Learning Bayesian Network Structure

It is also possible to machine learn the structure of a Bayesian network, and two families of methods are available for that purpose. The first one, using constraint-based algorithms, is based on the probabilistic semantics of Bayesian networks. Links are added or deleted according to the results of statistical tests, which identify marginal and conditional independencies. The second approach, using score-based algorithms, is based on a metric that measures the quality of candidate networks with respect to the observed data. This metric trades off network complexity against the degree of fit to the data, which is typically expressed as the likelihood of the data given the network.

As a substrate for learning, Bayesian networks have the advantage that it is relatively easy to encode prior knowledge in network form by fixing portions of the structure, forbidding relations, or using prior distributions over the network parameters. Such prior knowledge can allow a system to learn accurate models from much less data than is required for clean-sheet approaches.

Causal Discovery

One of the most exciting prospects in recent years has been the possibility of using Bayesian networks to discover causal structures in raw statistical data—a task previously considered impossible without controlled experiments. Consider, for example, the following intransitive pattern of dependencies among three events: $A$ and $B$ are dependent, $B$ and $C$ are dependent, yet $A$ and $C$ are independent. If you asked a person to supply an example of three such events, the example would invariably portray $A$ and $C$ as two independent causes and $B$ as their common effect, namely $A$ → $B$ ← $C$ . For instance, $A$ and $C$ could be the outcomes of two fair coins, and B represents a bell that rings whenever either coin comes up heads.

Loading SVG...

Click to Zoom

Fitting this dependence pattern with a scenario where $B$ is the cause and $A$ and $C$ are the effects is mathematically feasible but unnatural because it must entail fine-tuning the probabilities involved. The desired dependence pattern will be destroyed as soon as the probabilities change slightly.

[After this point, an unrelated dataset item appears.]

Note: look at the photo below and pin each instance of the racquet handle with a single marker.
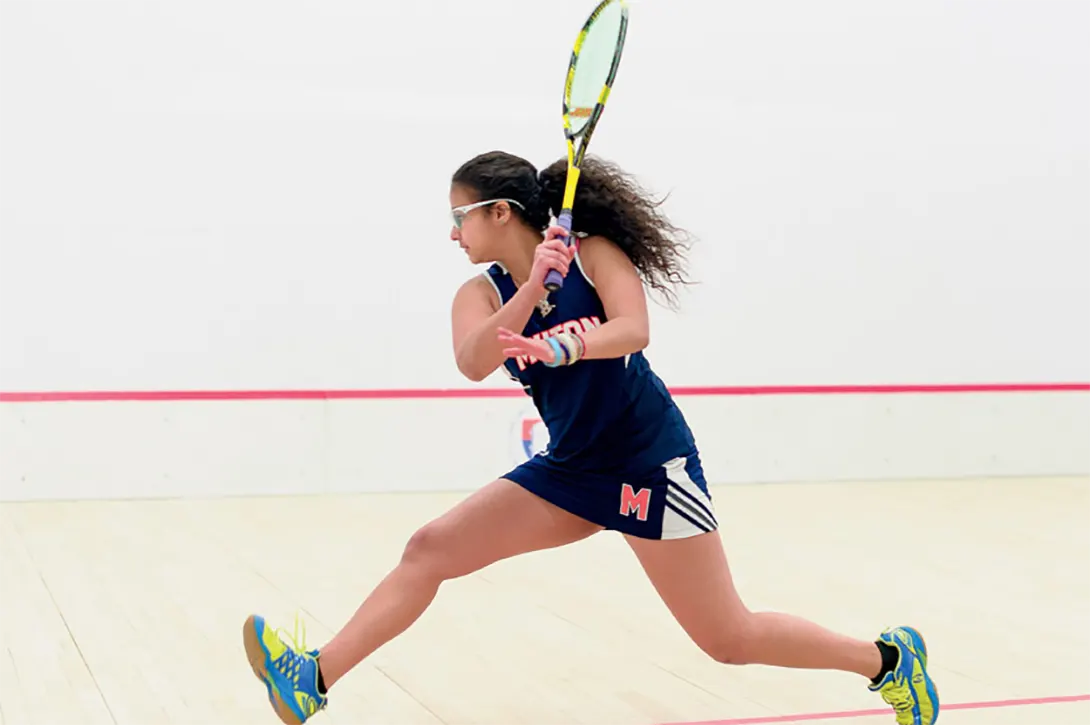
(554, 280)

Such thought experiments tell us that certain patterns of dependency, which are totally void of temporal information, are conceptually characteristic of certain causal directionalities and not others. When put together systematically, such patterns can be used to infer causal structures from raw data and to guarantee that any alternative structure compatible with the data must be less stable than the one(s) inferred; namely, slight fluctuations in parameters will render that structure incompatible with the data.

Despite recent advances, causal discovery is an active research area with countless unresolved questions. Thus, no generally accepted causal discovery algorithms are currently available for applied researchers. As a result, all causal networks presented in this book are constructed from expert knowledge or machine learning and then validated as causal by experts. The assumptions necessary for a causal interpretation of a Bayesian network will be discussed in Chapter 10.